Старик провел его в ту же комнату, в которой Гараджия угощала мнимого Гамида-Элеонору. Внучка великого адмирала, как в первый день приезда Гамида, стояла перед диваном, опираясь рукой о стол. Одета она была во все белое, сверкая множеством драгоценностей. За поясом у нее, как и тогда, был маленький ятаган.

— Ты, Мулей-Эль-Кадель? — тихо произнесла она глубоким грудным голосом, видимо, сдерживая сильное волнение. — Не надеялась я увидеть тебя в этих стенах… Что привело тебя сюда?

— Желание узнать от тебя кое-что относительно той благородной христианки, которая пробыла здесь несколько дней, потом уехала и подверглась преследованию твоего начальника стражи, — сухо ответил Дамасский Лев.

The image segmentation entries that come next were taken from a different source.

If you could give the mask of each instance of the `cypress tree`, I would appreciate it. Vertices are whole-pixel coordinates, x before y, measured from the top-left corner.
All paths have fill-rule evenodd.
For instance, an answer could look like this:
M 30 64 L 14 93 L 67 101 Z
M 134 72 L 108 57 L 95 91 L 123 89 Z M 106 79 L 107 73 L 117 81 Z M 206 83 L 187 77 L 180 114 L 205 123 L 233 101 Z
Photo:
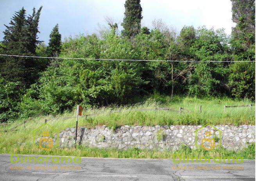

Лицо Гараджии вспыхнуло, а в глазах ее загорелся мрачный зловещий огонь.

— А, — насмешливо сказала она, — ты желаешь иметь сведения о той женщине, которая прокралась ко мне под прикрытием чужого имени и в мужской одежде?

— Да, именно о ней. Где эта женщина? — тоном судьи продолжал Мулей-Эль-Кадель.

— А я почем знаю, — передернув плечами, презрительно вымолвила Гараджия.

— Может быть, она уже вернулась сюда?

— Если бы вернулась, ты не нашел бы ее живой, Мулей-Эль-Кадель.

— Ты все такая же злая, как была, Гараджия?

— Все такая же.

— Ты должна знать, где эта женщина… или, вернее, девушка; она ведь еще не была замужем… Я слышал, твой капитан догнал ее галиот и взял его на абордаж.

Молодая турчанка так и подскочила от радости.

— Взял-таки! — вскричала она с торжествующим смехом. — Посмотрим, кто теперь вырвет ее из моих рук?